Exponential capacity scaling of classical GANs compared to hybrid latent style-based quantum GANs
Milan Liepelt, Julien Baglio
TL;DR
This work investigates capacity scaling in a hybrid latent style-based QGAN where a classical discriminator and an autoencoder map high-dimensional satellite images to a 24-dimensional latent space, and a parameterized quantum circuit acts as the generator with 12 qubits across L ∈ {2,4,6,8} layers. Using SAT4 data and WGAN-GP training, the authors show that the optimal classical discriminator and classical generator capacities scale exponentially with the quantum generator capacity, while the quantum generator scales linearly, implying an exponential quantum advantage in representational efficiency.
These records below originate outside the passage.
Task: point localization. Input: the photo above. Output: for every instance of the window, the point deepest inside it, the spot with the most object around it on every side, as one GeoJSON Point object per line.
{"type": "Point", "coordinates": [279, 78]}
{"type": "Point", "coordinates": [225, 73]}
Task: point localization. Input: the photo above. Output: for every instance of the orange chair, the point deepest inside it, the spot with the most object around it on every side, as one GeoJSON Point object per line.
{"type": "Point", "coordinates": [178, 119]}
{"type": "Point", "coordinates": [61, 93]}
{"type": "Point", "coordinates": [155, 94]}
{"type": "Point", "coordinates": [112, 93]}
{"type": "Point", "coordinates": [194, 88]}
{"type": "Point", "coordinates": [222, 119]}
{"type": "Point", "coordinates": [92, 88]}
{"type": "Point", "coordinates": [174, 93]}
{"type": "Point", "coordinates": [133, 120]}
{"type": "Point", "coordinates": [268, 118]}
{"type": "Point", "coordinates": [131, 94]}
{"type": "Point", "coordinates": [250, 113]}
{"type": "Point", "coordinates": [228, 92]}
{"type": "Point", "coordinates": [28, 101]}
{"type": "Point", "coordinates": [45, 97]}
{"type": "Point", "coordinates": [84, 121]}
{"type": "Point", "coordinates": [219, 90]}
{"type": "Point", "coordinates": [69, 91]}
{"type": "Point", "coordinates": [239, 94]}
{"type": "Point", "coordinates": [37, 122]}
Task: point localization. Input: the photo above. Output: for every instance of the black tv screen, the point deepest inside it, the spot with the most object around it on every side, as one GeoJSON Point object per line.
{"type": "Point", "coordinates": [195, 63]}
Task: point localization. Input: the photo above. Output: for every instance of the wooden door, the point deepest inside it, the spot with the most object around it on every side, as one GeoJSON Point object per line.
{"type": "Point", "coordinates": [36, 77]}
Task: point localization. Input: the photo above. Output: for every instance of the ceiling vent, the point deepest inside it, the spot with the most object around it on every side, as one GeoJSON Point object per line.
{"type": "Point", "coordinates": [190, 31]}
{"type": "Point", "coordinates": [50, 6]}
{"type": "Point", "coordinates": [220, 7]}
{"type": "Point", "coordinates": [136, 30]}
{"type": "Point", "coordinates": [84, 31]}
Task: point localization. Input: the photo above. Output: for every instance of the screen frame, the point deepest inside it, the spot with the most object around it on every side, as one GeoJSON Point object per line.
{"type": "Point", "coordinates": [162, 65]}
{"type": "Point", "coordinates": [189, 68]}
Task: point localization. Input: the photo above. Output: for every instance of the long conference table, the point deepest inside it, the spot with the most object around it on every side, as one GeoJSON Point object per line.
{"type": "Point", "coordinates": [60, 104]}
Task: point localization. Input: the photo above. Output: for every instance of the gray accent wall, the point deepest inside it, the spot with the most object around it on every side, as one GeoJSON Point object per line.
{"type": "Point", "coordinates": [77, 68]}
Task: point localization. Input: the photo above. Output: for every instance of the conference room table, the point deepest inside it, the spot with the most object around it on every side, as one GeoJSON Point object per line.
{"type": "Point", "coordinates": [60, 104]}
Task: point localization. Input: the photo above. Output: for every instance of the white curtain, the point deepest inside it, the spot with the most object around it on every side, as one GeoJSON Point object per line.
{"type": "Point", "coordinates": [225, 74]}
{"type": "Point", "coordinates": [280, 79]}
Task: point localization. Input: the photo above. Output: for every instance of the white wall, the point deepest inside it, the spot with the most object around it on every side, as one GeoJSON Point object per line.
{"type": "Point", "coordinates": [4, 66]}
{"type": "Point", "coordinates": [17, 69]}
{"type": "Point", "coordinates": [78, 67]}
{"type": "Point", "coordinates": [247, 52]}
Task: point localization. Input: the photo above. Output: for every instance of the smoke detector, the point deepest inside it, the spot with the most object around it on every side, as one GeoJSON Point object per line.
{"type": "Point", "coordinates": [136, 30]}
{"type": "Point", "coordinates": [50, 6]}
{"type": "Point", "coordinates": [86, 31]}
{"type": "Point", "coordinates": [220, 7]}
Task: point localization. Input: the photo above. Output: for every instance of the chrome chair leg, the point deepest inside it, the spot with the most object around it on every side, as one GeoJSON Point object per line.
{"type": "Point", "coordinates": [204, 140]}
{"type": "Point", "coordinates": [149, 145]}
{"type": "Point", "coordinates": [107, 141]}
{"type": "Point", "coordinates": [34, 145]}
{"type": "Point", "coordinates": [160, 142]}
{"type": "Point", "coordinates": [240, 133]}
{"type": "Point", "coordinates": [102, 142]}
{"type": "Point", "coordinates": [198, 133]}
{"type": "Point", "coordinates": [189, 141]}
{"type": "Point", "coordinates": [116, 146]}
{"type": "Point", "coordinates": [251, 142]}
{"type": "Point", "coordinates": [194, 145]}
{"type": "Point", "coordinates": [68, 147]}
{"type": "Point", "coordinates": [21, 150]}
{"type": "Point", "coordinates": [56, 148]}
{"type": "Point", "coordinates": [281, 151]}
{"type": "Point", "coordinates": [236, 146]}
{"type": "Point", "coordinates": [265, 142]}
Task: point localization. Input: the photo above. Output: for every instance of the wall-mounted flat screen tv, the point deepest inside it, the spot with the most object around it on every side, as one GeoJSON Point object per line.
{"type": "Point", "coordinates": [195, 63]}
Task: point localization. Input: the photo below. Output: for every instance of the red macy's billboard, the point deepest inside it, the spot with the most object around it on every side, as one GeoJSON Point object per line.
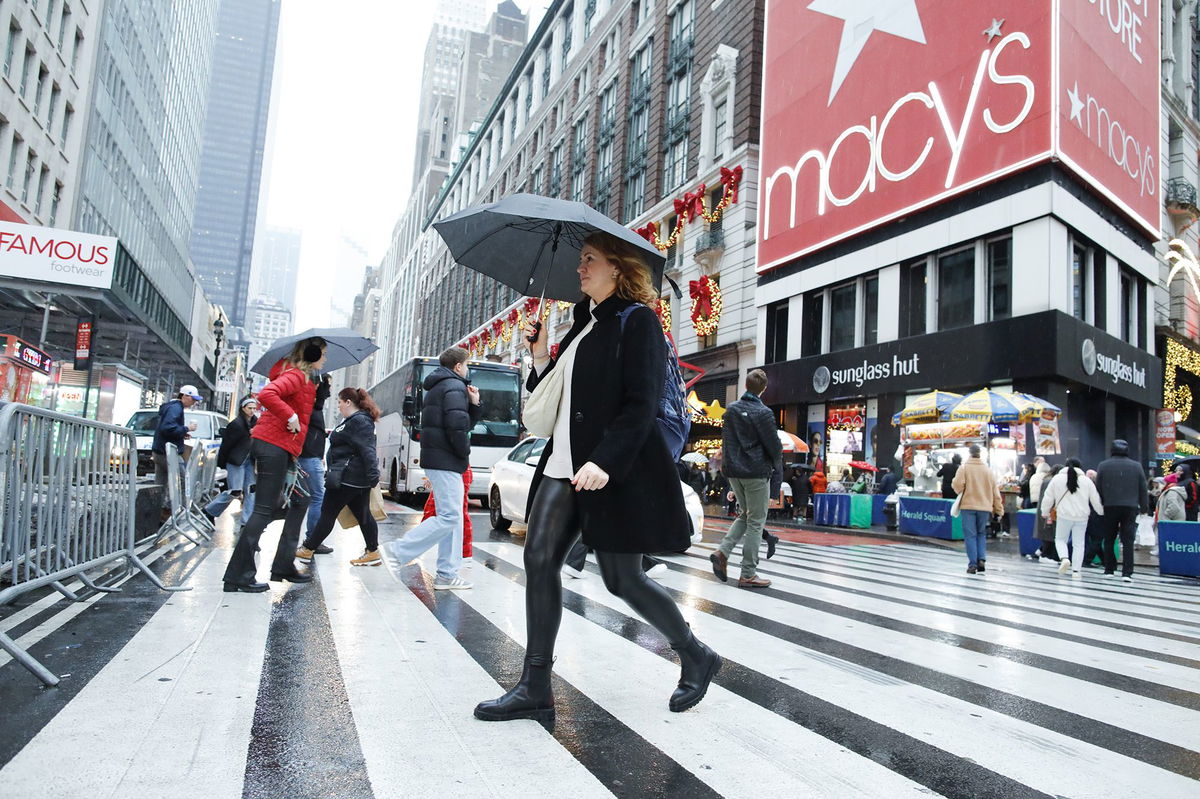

The results, validated across three random seeds and supported by both noiseless simulations and IBM hardware sampling, indicate that quantum models can achieve comparable FID performance with far fewer trainable parameters, albeit with hardware noise reducing the practical gains. This work highlights capacity scaling as a concrete metric for quantum advantage in generative modeling and points to directions in circuit design and noise-aware training to bring practical benefits closer to reality.
Abstract
Quantum generative modeling is a very active area of research in looking for practical advantage in data analysis. Quantum generative adversarial networks (QGANs) are leading candidates for quantum generative modeling and have been applied to diverse areas, from high-energy physics to image generation. The latent style-based QGAN, relying on a classical variational autoencoder to encode the input data into a latent space and then using a style-based QGAN for data generation has been proven to be efficient for image generation or drug design, hinting at the use of far less trainable parameters than their classical counterpart to achieve comparable performance, however this advantage has never been systematically studied. We present in this work the first comprehensive experimental analysis of this advantage of QGANS applied to SAT4 image generation, obtaining an exponential advantage in capacity scaling for a quantum generator in the hybrid latent style-based QGAN architecture. Careful tuning of the autoencoder is crucial to obtain stable, reliable results. Once this tuning is performed and defining training optimality as when the training is stable and the FID score is low and stable as well, the optimal capacity (or number of trainable parameters) of the classical discriminator scales exponentially with respect to the capacity of the quantum generator, and the same is true for the capacity of the classical generator. This hints toward a type of quantum advantage for quantum generative modeling.